My mortgage? 1.97% fixed 15 year - $2550 and $1575 of that goes toward principal. My total household expenses as of March 2020 when I was making “only” $150K with my wife working part time making $25K was around $6000. We were bringing home after taxes and before retirement savings about $10500 after maxing out my retirement savings it was about $9300 a month.
And if you haven’t noticed, people are moving away from the west coast and office occupancy is down - that doesn’t bode well for home prices long term.
Our lifestyle is a little different now (see below). But out of my base income which is still only $160K - and my wife no longer works -with the rest coming from RSUs, we still manage to pay all of our expenses and I’m able to max out my 401K.
(>>36306966 ).
I don’t think people who have been in the tech bubble understand how easy it is for a two income earning family to accumulate wealth where one is making your standard enterprise dev tech salaries in a major non west coast city.
Most couples I know our ages where one is a mid career developer also has a spouse working making at least $70K (the average salary of a college grad). You can do quite well in most cities with a household income of $220K.
If you’re younger and single making $135 to $170K - typical for a developer with 5 years of experience outside of the west coast - you can find an apartment or buy a condo in the city for $2500/month.
> And if you haven’t noticed, people are moving away from the west coast and office occupancy is down - that doesn’t bode well for home prices long term.
I wish, but it’s just a dream. The traffic is bad, rents are up, the housing market is insane. You are betting that the “it’s too crowded so no one comes here anymore” will regress so much that housing prices will drop, but that’s not how equilibriums work.

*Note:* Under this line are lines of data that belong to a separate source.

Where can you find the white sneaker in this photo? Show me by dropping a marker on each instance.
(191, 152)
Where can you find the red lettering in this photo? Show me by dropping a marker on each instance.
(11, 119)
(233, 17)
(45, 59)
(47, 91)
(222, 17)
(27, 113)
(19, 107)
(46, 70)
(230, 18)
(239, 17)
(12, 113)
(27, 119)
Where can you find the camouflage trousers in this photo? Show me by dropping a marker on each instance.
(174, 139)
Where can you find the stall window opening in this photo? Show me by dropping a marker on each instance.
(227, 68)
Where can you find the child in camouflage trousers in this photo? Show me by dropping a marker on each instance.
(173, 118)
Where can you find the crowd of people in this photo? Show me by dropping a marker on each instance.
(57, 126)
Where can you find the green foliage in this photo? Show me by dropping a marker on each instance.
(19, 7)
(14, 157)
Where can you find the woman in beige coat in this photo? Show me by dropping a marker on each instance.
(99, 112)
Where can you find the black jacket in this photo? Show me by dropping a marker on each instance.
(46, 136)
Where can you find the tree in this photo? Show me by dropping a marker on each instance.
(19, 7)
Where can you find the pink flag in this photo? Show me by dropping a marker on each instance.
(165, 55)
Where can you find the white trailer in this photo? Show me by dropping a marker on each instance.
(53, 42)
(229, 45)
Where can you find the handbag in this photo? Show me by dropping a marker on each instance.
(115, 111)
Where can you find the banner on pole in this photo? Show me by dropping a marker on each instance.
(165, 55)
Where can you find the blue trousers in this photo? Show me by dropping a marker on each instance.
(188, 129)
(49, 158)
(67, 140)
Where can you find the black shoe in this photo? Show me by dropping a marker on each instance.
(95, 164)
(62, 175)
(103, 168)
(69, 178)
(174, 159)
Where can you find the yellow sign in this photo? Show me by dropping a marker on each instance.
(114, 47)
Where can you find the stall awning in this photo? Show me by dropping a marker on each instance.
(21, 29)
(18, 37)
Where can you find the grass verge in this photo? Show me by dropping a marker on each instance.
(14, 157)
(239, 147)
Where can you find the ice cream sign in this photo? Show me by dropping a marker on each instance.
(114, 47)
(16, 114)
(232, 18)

Everyone in our industry should be maxing out their 401k’s, no matter where they are living. However, those who survive in a HCOL will have a lot more assets and money at the end of it than a LCOL, simply because their house is worth more and they made more money (same percentage of savings even with higher expenses).
There are good reasons to live in an LCOL, especially if you like the place and you have friends and family there. But making more money overall than a HCOL isn’t one of them unless the jobs you can get in the HCOL don’t really pay much more than the LCOL (then get out of dodge as fast as you can).
https://www.sfchronicle.com/politics/article/california-popu...
And house prices are declining in Seattle.
https://www.king5.com/article/money/economy/seattle-housing-...
Why live in a high cost city when more jobs are remote?
Again, this is a "It's too crowded so no one comes here anymore" problem, not a "California sucks, let's leave" problem. If you can't make it economically in SF or LA, move to somewhere like Atlanta where making it economically is easier. Housing prices fall a bit, from $2 million for a starter house to $1.9 million, but they just as quickly go back up as well. If you look at a population chart for California, you'll see this huge increase in the last 80 years that is finally tapering off. Did everyone honestly believe that California would or could grow forever? Equilibrium means that SF will shrink and grow around some stable population point.
> And house prices are declining in Seattle.
Read the article. They went up 20% last year and are now down 2-5% this year. And again, you are doing a lot of wishful thinking, since inventory is super low right now and people are struggling to buy houses even if they have the money. I actually wish your story was true, but it simply isn't.
> Why live in a high cost city when more jobs are remote?
I work remote in Seattle and love it (but my wife has to RTO, so we still need to be here). But I guess if someone isn't great at math, an LCOL city is probably a better choice anyways, since they don't have to think so hard about the math and can justify their choices with simple click-bait-style narratives.